Myth #3 AIOps is a setup and sit back solution
Well, yes and no. Most AIOps tools today are advanced and feature rich. Once you implement them and integrate them, your operations burden is likely to reduce almost immediately. However, like all artificial intelligence, AIOps too gets better with data and experience. The incremental ROI that enterprises can drive from their AIOps solution can be significant.
Myth #4 AIOps will replace IT teams
At least not for a long time to come. In our view, what AIOps is transforming is not what humans are bad at, but what’s impossible for humans to do. For instance, going through every single piece of data about application performance to identify anomalies is not a task for the human brain. Neither is processing every single alert to see if they would cause an incident in the future. AIOps is great at this large scale data-crunching and pattern recognition. It is also effective at predicting incidents and running remediation.
However, long-term IT operations strategy, experimentation, innovation etc. are still the forte of humans. What AIOps does is eases the IT team’s burden from data processing to innovate. Enterprises can free their teams off mundane tasks to build innovative solutions for their customers. In a way, AIOps can play a crucial role in taking IT to the business table.
Myth #5 AIOps adoption will mean hiring new data scientists and AI/ML engineers
The AIOps market today has several fully functional products, once implemented, can work independently. Especially if you choose SaaS-based solutions, the implementation, maintenance, upgrades etc. are entirely managed by the AIOps provider themselves. This means that the enterprise does not need data science, artificial intelligence or machine learning skills in-house to make AIOps a success.
Myth #6 AIOps is good-to-have
In 2022, we believe that this will be the most damaging misconception. As the digital world expands rapidly, the scale and complexity of the IT landscape will make it impossible for operations teams to handle everything on their own. A combination of myriad monitoring tools adds to the stress of alerts. Ops teams end up spending inordinate amounts of time evaluating false alarms, often making the situation seem bleaker than it really is. This also means that some important alerts go unnoticed — alert fatigue is a thing, of course — doing precious little to prevent/remediate the performance issues these monitoring tools were set up to do.
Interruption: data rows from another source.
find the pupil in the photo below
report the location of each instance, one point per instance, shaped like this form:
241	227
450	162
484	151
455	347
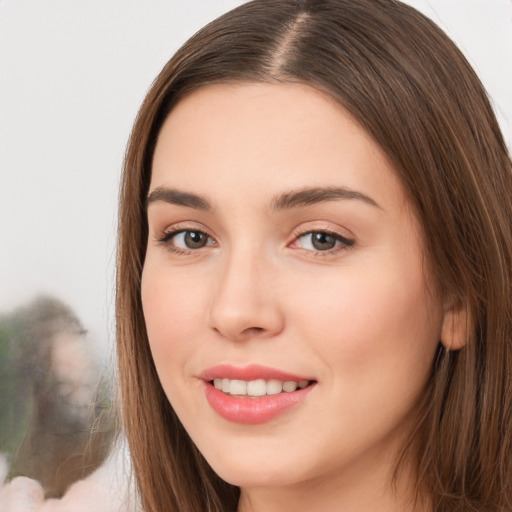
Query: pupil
195	239
323	241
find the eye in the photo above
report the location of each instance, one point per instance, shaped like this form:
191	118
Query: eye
323	241
186	240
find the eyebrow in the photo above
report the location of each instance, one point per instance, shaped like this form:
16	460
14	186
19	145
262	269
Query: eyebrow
179	198
287	201
309	196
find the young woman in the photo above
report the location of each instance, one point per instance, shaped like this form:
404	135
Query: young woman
314	270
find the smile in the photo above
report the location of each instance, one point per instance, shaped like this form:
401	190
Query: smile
258	387
254	394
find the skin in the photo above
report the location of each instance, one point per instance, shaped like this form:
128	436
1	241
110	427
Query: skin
363	320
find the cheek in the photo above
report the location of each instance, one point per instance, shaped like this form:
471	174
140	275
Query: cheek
171	313
374	319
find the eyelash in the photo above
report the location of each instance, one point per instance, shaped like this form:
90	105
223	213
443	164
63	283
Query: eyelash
342	243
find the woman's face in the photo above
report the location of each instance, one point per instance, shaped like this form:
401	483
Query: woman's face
282	248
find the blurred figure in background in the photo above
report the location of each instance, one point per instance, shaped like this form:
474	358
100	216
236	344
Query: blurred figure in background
56	424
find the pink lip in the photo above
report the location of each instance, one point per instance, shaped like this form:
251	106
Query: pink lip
251	372
251	411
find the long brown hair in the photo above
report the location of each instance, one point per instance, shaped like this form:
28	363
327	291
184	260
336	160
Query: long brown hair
408	85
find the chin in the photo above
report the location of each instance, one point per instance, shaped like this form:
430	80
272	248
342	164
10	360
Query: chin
250	472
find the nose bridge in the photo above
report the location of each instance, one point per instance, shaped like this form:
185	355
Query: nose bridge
243	304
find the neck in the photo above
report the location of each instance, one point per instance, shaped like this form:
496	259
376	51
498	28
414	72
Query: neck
372	488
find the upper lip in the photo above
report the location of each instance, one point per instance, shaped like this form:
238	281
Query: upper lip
250	372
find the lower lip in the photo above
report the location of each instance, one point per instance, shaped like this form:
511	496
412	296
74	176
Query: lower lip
252	411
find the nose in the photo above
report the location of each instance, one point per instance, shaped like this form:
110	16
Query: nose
245	304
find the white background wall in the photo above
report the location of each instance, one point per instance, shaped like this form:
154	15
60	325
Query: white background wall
72	75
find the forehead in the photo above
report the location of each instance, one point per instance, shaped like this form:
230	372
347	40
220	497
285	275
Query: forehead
268	137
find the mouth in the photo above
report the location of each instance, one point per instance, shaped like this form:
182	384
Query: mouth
258	387
254	394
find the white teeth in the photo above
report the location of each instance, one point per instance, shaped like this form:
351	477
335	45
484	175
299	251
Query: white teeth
238	387
274	387
289	386
258	387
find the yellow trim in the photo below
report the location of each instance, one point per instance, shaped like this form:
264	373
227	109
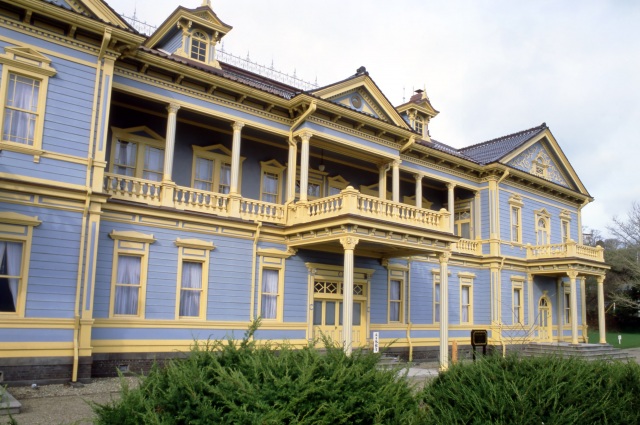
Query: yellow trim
466	281
275	168
194	251
134	244
15	227
25	62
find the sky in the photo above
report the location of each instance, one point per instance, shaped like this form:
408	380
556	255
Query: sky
491	67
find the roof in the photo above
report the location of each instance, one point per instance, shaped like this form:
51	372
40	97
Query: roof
493	150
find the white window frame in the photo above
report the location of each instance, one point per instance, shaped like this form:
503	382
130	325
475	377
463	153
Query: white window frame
193	251
25	62
18	228
133	244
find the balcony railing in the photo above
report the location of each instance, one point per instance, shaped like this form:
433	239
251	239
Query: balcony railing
565	250
468	246
349	201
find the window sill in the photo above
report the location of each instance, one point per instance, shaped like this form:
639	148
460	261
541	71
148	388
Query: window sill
21	148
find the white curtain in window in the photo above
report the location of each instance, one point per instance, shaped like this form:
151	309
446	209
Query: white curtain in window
125	158
394	305
191	286
12	253
127	285
19	123
465	304
269	293
153	164
270	187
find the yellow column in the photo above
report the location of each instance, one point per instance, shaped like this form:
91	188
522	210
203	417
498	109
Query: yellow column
291	170
601	321
170	141
418	190
349	244
573	307
396	181
444	311
451	202
382	181
304	166
235	157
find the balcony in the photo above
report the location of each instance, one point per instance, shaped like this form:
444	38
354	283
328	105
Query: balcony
569	249
348	202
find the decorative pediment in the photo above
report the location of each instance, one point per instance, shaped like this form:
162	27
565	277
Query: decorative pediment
537	160
360	93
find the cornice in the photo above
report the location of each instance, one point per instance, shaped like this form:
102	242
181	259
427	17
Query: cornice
202	95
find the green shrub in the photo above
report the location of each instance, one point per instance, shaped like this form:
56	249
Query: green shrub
228	383
548	390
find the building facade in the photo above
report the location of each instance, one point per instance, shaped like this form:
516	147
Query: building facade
153	195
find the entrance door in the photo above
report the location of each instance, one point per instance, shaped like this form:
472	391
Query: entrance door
545	332
327	321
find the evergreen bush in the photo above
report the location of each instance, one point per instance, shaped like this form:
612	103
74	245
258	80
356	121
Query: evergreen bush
547	390
225	382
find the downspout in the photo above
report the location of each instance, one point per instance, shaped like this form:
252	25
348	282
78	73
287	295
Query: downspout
253	270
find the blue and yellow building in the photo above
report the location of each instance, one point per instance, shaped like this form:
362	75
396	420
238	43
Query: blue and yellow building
152	195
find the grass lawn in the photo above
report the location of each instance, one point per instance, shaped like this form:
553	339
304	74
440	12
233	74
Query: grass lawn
629	340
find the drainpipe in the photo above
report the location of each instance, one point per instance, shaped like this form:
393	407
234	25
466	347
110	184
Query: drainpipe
253	269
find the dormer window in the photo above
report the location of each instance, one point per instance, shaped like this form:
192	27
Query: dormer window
418	125
199	43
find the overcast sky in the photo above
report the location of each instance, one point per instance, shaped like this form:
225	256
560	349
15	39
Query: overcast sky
491	67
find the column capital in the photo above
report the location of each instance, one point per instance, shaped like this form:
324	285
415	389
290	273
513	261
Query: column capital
305	136
444	257
349	242
172	108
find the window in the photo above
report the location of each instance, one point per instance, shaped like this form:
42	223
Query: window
212	169
271	182
515	217
199	44
436	298
129	275
567	306
23	94
193	267
466	298
137	156
517	300
395	300
16	232
542	227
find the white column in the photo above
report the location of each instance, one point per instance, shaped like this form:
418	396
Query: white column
349	245
573	307
444	311
396	181
451	202
304	166
382	181
291	170
170	141
601	321
418	190
235	157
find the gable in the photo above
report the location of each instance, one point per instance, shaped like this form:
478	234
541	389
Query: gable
539	161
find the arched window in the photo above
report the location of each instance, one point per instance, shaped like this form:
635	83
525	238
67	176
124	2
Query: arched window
199	42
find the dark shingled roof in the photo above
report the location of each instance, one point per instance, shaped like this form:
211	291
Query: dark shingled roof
493	150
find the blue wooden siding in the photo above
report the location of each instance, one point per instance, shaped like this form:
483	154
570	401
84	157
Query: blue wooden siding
55	247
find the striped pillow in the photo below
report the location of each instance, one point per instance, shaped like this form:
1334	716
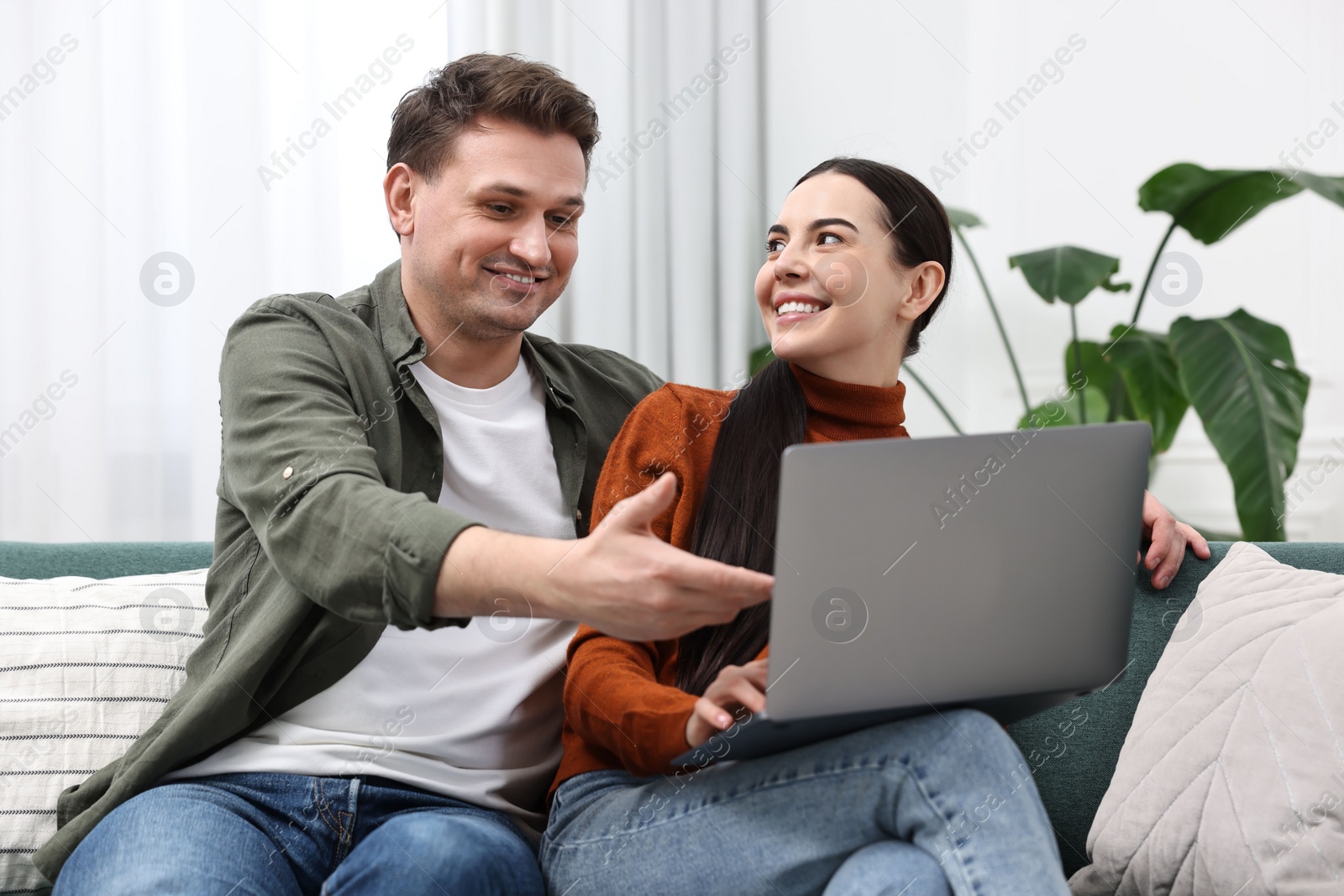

To run a robust and high-functional IT system, enterprises need AIOps. You need the scale of an intelligent solution to process big data, identify patterns, predict problems and resolve them autonomously. You need systems that can go beyond basic pattern recognition to perform advanced workload-behavior correlation to get to the root of real issues. You need AIOps to navigate the uncertain and demanding future.